ANDIMIZ VARDI; KALDIRILDI!
"Türküm, doğruyum, çalışkanım, Yasam; küçüklerimi korumak, büyüklerimi saymak, yurdumu, milletimi özümden çok sevmektir. Ülküm; yükselmek, ileri gitmektir. Ey büyük Atatürk! Açtığın yolda, gösterdiğin hedefe durmadan yürüyeceğime ant içerim. Varlığım Türk varlığına armağan olsun. Ne mutlu Türküm diyene!"
Bu andda en hatalı ifade “Ey büyük Atatürk!” sözüdür.
Ölüler muhatap olmaz, olamaz.
“Ey Muhammed!” de denemez. Çünkü o duyamaz.

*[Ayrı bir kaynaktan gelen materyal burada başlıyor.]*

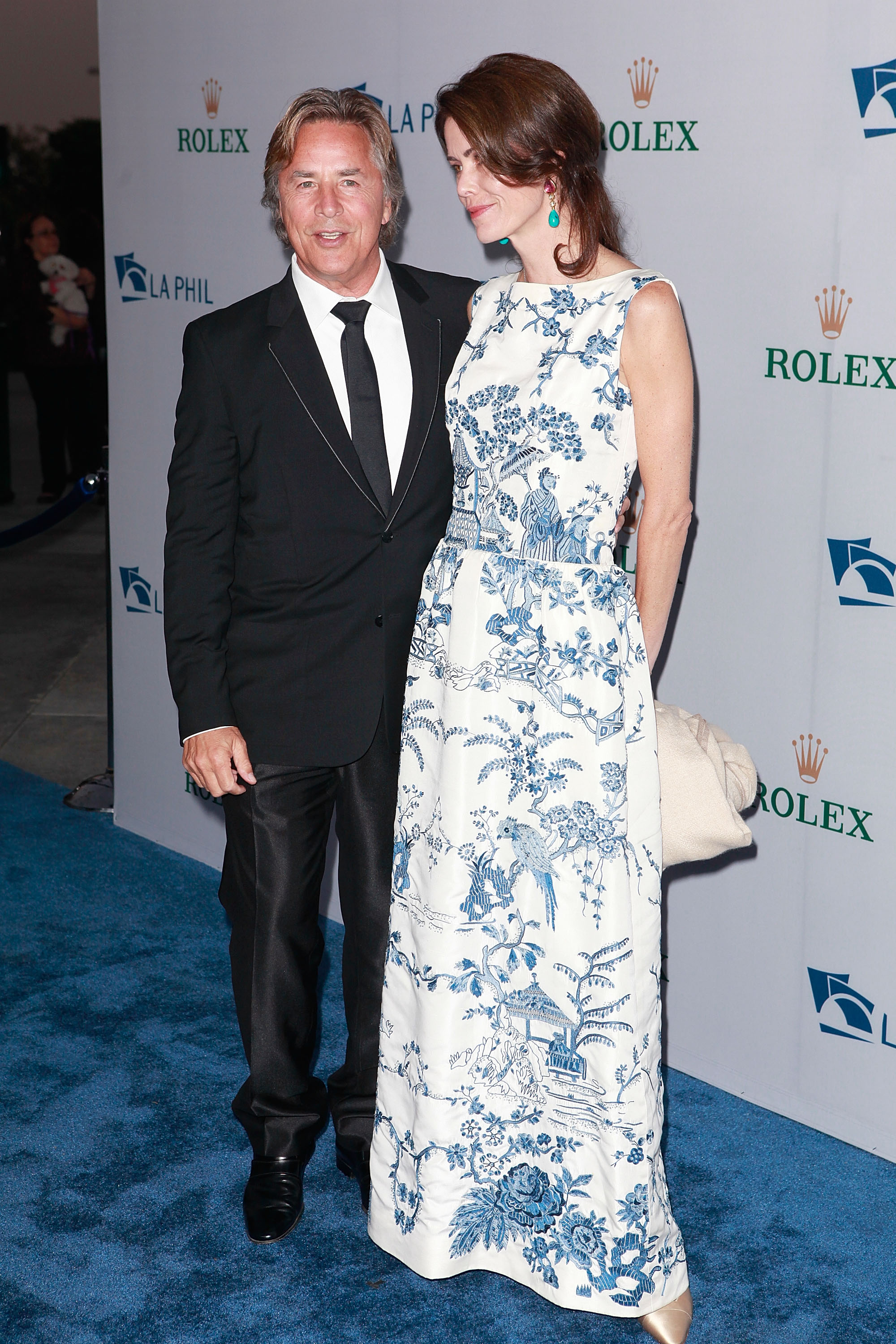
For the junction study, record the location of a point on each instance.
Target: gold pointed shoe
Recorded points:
(669, 1324)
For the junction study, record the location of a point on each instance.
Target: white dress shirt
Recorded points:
(385, 335)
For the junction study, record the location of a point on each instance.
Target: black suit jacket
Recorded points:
(289, 596)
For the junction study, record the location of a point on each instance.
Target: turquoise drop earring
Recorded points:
(554, 220)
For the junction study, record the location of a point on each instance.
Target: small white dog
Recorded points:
(61, 285)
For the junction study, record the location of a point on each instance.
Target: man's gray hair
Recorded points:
(349, 108)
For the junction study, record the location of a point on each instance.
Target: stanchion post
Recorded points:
(7, 494)
(97, 793)
(111, 732)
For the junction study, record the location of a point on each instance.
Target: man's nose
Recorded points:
(328, 202)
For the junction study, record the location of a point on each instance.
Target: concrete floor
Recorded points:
(53, 625)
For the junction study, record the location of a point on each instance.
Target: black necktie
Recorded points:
(365, 405)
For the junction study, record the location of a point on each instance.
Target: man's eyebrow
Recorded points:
(343, 172)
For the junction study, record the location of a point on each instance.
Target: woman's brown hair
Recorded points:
(528, 120)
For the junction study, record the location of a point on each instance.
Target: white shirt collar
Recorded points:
(319, 302)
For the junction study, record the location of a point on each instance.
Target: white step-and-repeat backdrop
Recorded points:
(753, 150)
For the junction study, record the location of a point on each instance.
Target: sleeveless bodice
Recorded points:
(542, 428)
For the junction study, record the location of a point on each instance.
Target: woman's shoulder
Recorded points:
(656, 288)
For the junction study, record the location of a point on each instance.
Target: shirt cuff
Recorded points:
(191, 736)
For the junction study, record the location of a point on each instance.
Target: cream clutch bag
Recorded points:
(706, 783)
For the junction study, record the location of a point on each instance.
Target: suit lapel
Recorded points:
(296, 351)
(424, 338)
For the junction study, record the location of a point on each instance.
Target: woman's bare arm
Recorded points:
(656, 366)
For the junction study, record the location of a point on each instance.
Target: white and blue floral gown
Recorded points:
(520, 1098)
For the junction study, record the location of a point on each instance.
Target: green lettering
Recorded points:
(825, 362)
(777, 363)
(860, 824)
(801, 815)
(884, 371)
(794, 366)
(829, 816)
(636, 143)
(613, 144)
(853, 366)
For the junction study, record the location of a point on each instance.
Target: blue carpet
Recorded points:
(121, 1168)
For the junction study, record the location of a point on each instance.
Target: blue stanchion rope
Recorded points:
(81, 491)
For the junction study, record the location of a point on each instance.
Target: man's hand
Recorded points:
(218, 760)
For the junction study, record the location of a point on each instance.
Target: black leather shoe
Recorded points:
(273, 1198)
(354, 1160)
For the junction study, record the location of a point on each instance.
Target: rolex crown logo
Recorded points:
(809, 762)
(211, 96)
(833, 314)
(642, 82)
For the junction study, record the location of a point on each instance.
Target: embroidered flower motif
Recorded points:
(528, 1198)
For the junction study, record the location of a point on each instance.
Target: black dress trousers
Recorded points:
(271, 889)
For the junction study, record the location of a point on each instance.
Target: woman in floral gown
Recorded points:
(520, 1094)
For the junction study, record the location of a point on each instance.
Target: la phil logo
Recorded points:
(855, 1015)
(405, 117)
(136, 283)
(876, 95)
(641, 136)
(140, 594)
(823, 815)
(213, 140)
(805, 366)
(863, 577)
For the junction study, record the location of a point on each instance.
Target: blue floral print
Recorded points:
(520, 1096)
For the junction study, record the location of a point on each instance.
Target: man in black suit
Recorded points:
(310, 486)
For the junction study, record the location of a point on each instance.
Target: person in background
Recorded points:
(60, 375)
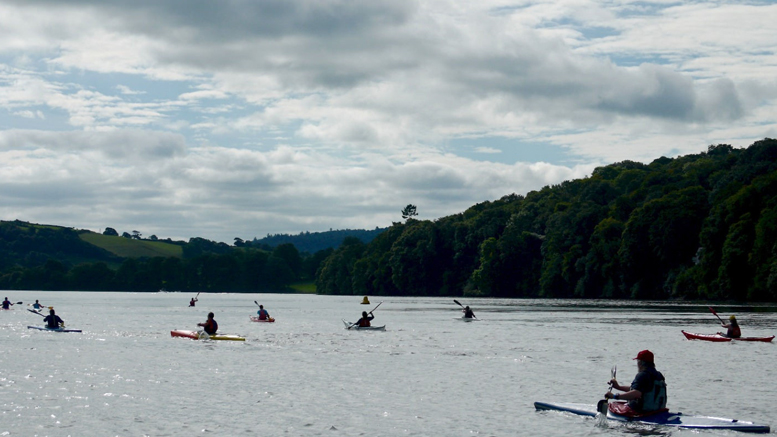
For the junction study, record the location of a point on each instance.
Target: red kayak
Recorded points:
(721, 338)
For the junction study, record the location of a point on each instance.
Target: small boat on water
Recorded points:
(43, 328)
(665, 418)
(350, 326)
(198, 335)
(719, 337)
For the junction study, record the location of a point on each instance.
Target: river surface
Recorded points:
(305, 375)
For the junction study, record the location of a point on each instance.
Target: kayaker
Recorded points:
(648, 390)
(364, 322)
(733, 328)
(210, 326)
(53, 321)
(263, 314)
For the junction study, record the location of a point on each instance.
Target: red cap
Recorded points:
(645, 355)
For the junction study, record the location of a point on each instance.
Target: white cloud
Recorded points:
(280, 115)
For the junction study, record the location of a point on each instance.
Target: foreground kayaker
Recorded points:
(647, 392)
(364, 322)
(53, 321)
(732, 327)
(263, 314)
(210, 326)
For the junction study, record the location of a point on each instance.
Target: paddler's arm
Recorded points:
(626, 396)
(615, 385)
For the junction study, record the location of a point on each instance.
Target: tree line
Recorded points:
(227, 270)
(701, 226)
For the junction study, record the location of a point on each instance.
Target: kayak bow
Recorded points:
(678, 420)
(43, 328)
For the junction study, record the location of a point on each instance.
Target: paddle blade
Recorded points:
(602, 406)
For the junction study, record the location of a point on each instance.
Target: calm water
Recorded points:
(427, 375)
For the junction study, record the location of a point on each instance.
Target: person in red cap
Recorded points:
(647, 392)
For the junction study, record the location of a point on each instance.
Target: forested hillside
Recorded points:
(701, 226)
(313, 242)
(44, 257)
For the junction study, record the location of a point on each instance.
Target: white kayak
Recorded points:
(350, 326)
(678, 420)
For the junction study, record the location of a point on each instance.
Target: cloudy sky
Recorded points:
(239, 118)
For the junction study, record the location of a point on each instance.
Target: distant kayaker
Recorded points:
(210, 326)
(53, 321)
(263, 314)
(364, 322)
(733, 328)
(648, 390)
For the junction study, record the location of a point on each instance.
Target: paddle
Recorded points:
(459, 304)
(370, 312)
(716, 315)
(603, 405)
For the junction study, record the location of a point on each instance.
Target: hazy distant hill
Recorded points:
(312, 242)
(29, 245)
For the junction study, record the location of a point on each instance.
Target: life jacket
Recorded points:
(655, 399)
(211, 327)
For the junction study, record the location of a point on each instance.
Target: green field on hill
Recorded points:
(129, 248)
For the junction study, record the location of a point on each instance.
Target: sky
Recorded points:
(237, 119)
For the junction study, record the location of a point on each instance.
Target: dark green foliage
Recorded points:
(700, 226)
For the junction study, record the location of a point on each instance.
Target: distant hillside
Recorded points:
(132, 248)
(30, 245)
(313, 242)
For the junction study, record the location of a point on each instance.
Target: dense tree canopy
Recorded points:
(697, 226)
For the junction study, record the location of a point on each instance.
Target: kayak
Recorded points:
(349, 326)
(719, 337)
(43, 328)
(196, 335)
(678, 420)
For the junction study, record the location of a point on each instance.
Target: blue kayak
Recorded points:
(43, 328)
(678, 420)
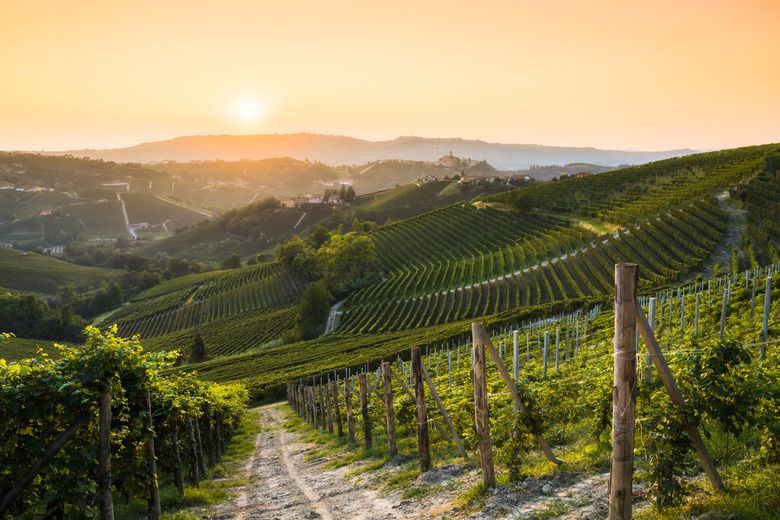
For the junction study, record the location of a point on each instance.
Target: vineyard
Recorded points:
(101, 420)
(169, 313)
(535, 260)
(718, 336)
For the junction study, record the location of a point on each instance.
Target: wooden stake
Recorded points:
(481, 414)
(328, 400)
(677, 400)
(104, 456)
(445, 415)
(40, 464)
(155, 511)
(423, 446)
(348, 405)
(387, 386)
(624, 392)
(515, 394)
(178, 475)
(364, 410)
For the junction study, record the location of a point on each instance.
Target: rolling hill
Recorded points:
(340, 150)
(676, 218)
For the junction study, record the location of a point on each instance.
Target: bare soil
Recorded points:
(282, 484)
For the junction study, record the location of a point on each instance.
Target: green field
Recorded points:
(31, 272)
(16, 349)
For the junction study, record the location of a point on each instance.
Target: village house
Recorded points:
(476, 180)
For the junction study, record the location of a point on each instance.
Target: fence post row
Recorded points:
(423, 444)
(623, 392)
(480, 404)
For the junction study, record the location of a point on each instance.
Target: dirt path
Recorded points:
(284, 485)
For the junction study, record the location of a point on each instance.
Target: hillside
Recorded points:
(478, 260)
(339, 150)
(32, 272)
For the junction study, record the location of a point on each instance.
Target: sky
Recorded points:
(622, 74)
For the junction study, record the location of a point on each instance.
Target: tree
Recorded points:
(348, 262)
(231, 262)
(319, 236)
(349, 195)
(313, 310)
(199, 352)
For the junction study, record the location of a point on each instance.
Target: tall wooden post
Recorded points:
(423, 444)
(481, 406)
(387, 384)
(350, 415)
(334, 393)
(328, 400)
(767, 303)
(648, 361)
(104, 455)
(324, 409)
(364, 410)
(623, 392)
(155, 511)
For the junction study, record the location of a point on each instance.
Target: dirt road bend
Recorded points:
(284, 485)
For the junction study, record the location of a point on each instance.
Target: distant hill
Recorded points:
(339, 150)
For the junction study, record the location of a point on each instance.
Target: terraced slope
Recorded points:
(210, 299)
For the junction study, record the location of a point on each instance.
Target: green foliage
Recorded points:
(198, 350)
(313, 309)
(41, 398)
(231, 262)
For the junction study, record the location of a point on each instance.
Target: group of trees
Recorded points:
(28, 315)
(334, 264)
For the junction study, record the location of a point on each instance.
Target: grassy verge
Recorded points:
(215, 489)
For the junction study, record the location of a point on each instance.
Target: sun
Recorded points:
(249, 110)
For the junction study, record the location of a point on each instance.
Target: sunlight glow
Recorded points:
(249, 110)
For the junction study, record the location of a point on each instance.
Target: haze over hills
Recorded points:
(339, 150)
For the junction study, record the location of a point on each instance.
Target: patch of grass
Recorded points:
(473, 495)
(754, 493)
(209, 492)
(555, 508)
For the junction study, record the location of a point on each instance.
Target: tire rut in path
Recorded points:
(283, 485)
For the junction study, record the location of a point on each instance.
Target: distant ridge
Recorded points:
(336, 150)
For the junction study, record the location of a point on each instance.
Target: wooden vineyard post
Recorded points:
(515, 357)
(723, 314)
(387, 385)
(513, 390)
(313, 398)
(324, 410)
(423, 445)
(677, 400)
(201, 463)
(767, 303)
(411, 396)
(445, 415)
(623, 393)
(648, 361)
(364, 410)
(155, 511)
(178, 475)
(194, 450)
(350, 415)
(104, 455)
(209, 435)
(40, 464)
(481, 404)
(334, 392)
(328, 400)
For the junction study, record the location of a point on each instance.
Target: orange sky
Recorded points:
(609, 74)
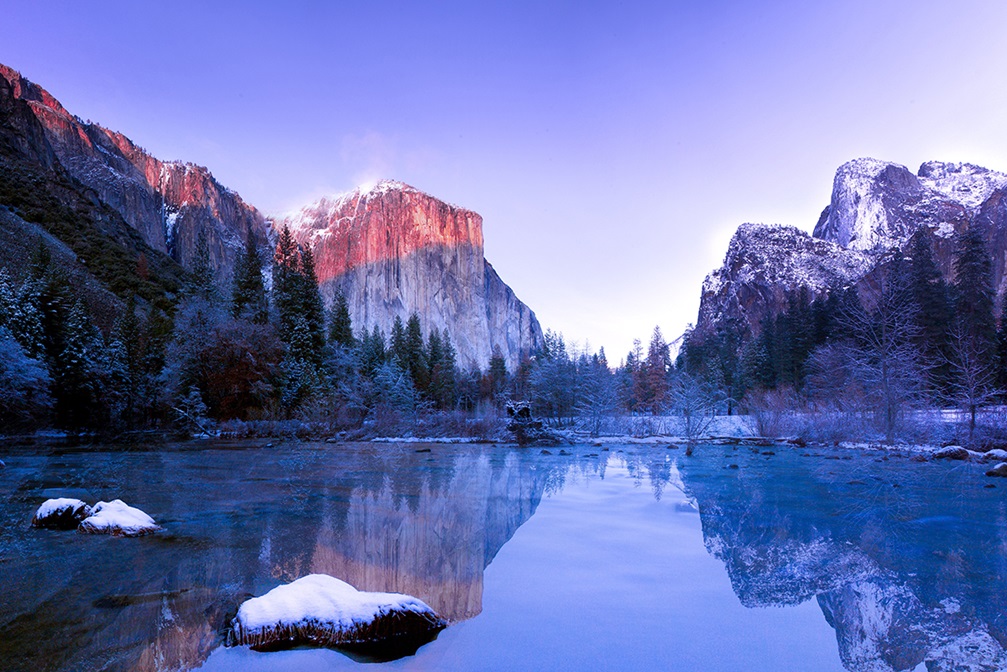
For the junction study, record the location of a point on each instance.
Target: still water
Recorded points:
(632, 558)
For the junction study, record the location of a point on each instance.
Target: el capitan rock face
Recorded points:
(394, 250)
(875, 208)
(168, 203)
(391, 249)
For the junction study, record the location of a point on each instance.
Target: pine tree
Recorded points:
(340, 329)
(312, 308)
(397, 344)
(441, 361)
(286, 283)
(248, 296)
(497, 374)
(416, 363)
(929, 294)
(974, 293)
(654, 376)
(373, 353)
(76, 385)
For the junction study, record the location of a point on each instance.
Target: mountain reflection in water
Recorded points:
(238, 522)
(907, 561)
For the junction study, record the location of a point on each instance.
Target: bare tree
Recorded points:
(882, 357)
(974, 377)
(696, 402)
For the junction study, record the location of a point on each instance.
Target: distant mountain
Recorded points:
(875, 208)
(102, 203)
(394, 250)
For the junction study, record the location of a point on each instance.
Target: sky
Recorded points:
(611, 148)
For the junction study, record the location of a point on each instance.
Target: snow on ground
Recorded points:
(119, 519)
(320, 600)
(58, 505)
(426, 439)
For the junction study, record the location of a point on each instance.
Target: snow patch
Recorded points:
(118, 519)
(322, 610)
(62, 513)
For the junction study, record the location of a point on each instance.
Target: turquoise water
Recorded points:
(634, 558)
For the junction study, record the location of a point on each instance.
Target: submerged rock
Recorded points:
(60, 514)
(527, 430)
(1000, 469)
(321, 611)
(951, 452)
(118, 519)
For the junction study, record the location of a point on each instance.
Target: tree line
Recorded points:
(903, 339)
(245, 353)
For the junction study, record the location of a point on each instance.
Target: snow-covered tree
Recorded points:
(24, 384)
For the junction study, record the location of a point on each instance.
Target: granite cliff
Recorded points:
(168, 203)
(393, 250)
(875, 208)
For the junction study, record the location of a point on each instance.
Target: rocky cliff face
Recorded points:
(394, 250)
(391, 249)
(876, 207)
(168, 203)
(765, 265)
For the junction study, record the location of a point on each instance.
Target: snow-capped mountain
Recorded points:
(875, 208)
(168, 203)
(394, 250)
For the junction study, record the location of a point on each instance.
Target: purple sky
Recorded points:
(611, 148)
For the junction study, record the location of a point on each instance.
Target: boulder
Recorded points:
(321, 611)
(1000, 469)
(118, 519)
(60, 514)
(951, 452)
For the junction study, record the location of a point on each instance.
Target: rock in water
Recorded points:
(118, 519)
(951, 452)
(319, 610)
(1000, 469)
(60, 514)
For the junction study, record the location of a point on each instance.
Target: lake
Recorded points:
(635, 557)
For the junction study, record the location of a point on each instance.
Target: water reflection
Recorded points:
(907, 561)
(238, 523)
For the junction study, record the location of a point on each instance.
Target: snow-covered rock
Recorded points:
(995, 455)
(60, 514)
(951, 452)
(1000, 471)
(393, 250)
(875, 209)
(765, 264)
(878, 205)
(118, 519)
(319, 610)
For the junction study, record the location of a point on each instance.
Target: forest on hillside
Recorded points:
(860, 362)
(871, 359)
(254, 356)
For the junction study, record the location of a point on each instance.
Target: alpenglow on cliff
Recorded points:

Onu duyar kabul etmek onu tanrı kabul etmektir. O sebepledir ki dua ederken “Sevabını Muhammed’e hediye eyledik, Allah’ım Sen vasıl eyle” derler.
" Ben Hakk’a inanan bir Türk insanıyım, doğruyum, çalışkanım, Yasam; küçüklerimi korumak, büyüklerimi saymak, yurdumu, milletimi, insanlığı özümden çok sevmektir. Ülküm; yükselmek, ileri gitmektir. Milletimin İstiklâl Savaşı ile açtığı yolda, gösterdiği hedefe durmadan yürüyeceğime söz veriyorum. Varlığım insanlığın varlığına armağan olsun. Ne mutlu Türküm diyene, ne mutlu Kürdüm diyene!"
(Başkaları da “Ne mutlu Lazım diyene!” der veya istediğini diyebilir.
Andın bu şekilde değiştirilmesi gerekirken, iktidar bunu tamamen kaldırdı!
“Ben Türk değilim, sahtekârım, tembelim…” anlayışının gençlerin beynine yerleşmesine izin vermiştir.